From a report on Bloomberg: Rubin, creator of the Android operating system, is planning to marry his background in software with artificial intelligence in a risky business: consumer hardware. Armed with about a 40-person team, filled with recruits from Apple and Google, Rubin is preparing to announce a new company called Essential and serve as its Chief Executive Officer, according to people familiar with the matter. A platform company designed to tie multiple devices together, Essential is working on a suite of consumer hardware products, including ones for the mobile and smart home markets, one of the people said. The centerpiece of the system is a high-end smartphone with a large edge-to-edge screen that lacks a surrounding bezel. At the Consumer Electronics Show in Las Vegas in early January, Rubin discussed the smartphone with mobile carrier executives, including some from Sprint Corp., people familiar with the talks said. The smartphone, according to the report, would go on sale around the middle of this year and will cost nearly as much as iPhone 7 ($649, off contract).

2 of 77 comments (clear)

  1. Will be dead within a year by Anonymous Coward · · Score: 5, Insightful

    This project will be dead within a year.

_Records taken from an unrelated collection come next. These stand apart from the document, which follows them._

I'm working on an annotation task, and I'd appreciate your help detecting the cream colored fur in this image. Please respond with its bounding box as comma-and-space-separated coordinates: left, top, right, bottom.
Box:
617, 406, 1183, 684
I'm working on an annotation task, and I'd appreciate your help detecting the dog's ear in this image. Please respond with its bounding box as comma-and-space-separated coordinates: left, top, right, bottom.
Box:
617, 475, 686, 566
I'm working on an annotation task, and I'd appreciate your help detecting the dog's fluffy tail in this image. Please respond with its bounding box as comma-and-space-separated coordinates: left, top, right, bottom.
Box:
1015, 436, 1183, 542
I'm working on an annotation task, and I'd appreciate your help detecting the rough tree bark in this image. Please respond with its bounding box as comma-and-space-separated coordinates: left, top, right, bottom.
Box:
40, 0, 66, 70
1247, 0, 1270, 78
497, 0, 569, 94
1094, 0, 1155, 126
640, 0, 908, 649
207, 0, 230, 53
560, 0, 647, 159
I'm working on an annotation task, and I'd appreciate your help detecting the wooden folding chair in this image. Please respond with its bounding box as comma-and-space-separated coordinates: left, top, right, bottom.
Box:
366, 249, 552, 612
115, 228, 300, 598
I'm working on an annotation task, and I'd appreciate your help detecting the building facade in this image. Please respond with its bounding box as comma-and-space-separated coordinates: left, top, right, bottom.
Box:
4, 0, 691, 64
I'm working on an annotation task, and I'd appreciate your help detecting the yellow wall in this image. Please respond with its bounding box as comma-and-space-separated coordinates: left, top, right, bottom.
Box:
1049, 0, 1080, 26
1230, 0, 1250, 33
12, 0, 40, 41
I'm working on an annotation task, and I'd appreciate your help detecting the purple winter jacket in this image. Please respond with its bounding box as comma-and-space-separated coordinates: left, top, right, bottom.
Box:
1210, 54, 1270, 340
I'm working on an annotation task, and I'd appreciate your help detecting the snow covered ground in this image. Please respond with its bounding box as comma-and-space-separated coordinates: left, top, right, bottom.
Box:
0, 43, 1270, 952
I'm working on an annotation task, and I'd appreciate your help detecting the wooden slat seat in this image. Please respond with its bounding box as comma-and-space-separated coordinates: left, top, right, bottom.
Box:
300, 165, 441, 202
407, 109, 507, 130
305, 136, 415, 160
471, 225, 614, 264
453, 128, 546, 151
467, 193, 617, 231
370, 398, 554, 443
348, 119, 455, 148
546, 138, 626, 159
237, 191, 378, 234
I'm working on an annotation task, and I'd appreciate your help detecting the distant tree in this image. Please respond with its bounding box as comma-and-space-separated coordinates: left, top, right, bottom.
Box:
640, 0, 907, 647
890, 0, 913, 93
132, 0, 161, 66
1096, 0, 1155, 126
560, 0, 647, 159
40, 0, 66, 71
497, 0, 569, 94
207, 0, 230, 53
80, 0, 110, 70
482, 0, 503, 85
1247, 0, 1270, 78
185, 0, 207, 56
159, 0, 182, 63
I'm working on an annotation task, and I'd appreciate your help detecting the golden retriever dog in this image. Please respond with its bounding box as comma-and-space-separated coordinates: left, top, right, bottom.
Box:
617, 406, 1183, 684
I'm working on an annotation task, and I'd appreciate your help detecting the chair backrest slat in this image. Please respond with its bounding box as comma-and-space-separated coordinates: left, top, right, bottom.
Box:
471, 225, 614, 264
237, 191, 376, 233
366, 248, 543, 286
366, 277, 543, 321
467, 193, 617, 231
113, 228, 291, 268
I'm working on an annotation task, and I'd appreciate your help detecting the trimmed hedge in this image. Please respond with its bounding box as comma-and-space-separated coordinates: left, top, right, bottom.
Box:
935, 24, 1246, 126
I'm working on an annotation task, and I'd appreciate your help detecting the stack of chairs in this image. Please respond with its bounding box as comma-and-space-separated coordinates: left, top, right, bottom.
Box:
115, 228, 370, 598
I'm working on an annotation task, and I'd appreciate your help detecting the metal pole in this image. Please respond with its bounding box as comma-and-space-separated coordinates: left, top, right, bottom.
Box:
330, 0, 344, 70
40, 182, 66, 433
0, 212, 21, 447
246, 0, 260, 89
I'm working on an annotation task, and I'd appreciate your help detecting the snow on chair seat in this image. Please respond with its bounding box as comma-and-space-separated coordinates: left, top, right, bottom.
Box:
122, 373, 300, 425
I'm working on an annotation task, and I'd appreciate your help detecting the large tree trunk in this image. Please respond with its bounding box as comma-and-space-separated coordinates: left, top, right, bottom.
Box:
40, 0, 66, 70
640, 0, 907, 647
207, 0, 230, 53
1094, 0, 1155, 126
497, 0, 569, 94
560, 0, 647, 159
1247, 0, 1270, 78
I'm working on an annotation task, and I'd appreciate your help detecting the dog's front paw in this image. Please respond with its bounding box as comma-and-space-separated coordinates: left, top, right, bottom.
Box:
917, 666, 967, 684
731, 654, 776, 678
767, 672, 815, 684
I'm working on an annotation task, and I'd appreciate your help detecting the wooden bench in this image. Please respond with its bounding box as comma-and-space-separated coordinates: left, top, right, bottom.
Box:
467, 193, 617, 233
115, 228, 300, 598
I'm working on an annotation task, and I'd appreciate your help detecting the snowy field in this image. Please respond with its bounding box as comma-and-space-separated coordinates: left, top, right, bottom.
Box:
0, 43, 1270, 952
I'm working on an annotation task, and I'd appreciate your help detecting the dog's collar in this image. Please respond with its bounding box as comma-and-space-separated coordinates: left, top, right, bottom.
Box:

    This guy parachutes into the middle of the most competitive market in the world, where manufacturers do everything short of killing someone (well... there's Samsung, but I don't think it was intentional) to gain market share, and hopes to take over just because he "made Android"?

    Completely delusional.

    And he's already arriving late. Alexa is the top dog in home assistants, and many other manufacturers are already moving into the space (HTC, Samsung, Apple, etc).

    This guy doesn't have a chance.

  2. Edge to edge screen hard for me to use by caseih · · Score: 5, Insightful

    The article talked about their phone have a large screen with no bezel, edge to edge. Am I the only one that thinks that is not desirable? Surely too much of anything is not a good thing. I already have troubles on some phones with small bezels with my fingers activating things on the screen while holding the phone. I'm not a two-thumb person (don't really understand how people can actually use two thumbs at once to type out messages on an onscreen keyboard... I can't do it); I hold the phone in one hand and use my finger of the other hand. The lack of bezel makes this a lot harder!

    I just shake my head at where phones are going these days. Super thin and awkward seems to be the destination. No wonder AI is going to be so important in the future to help us use these things!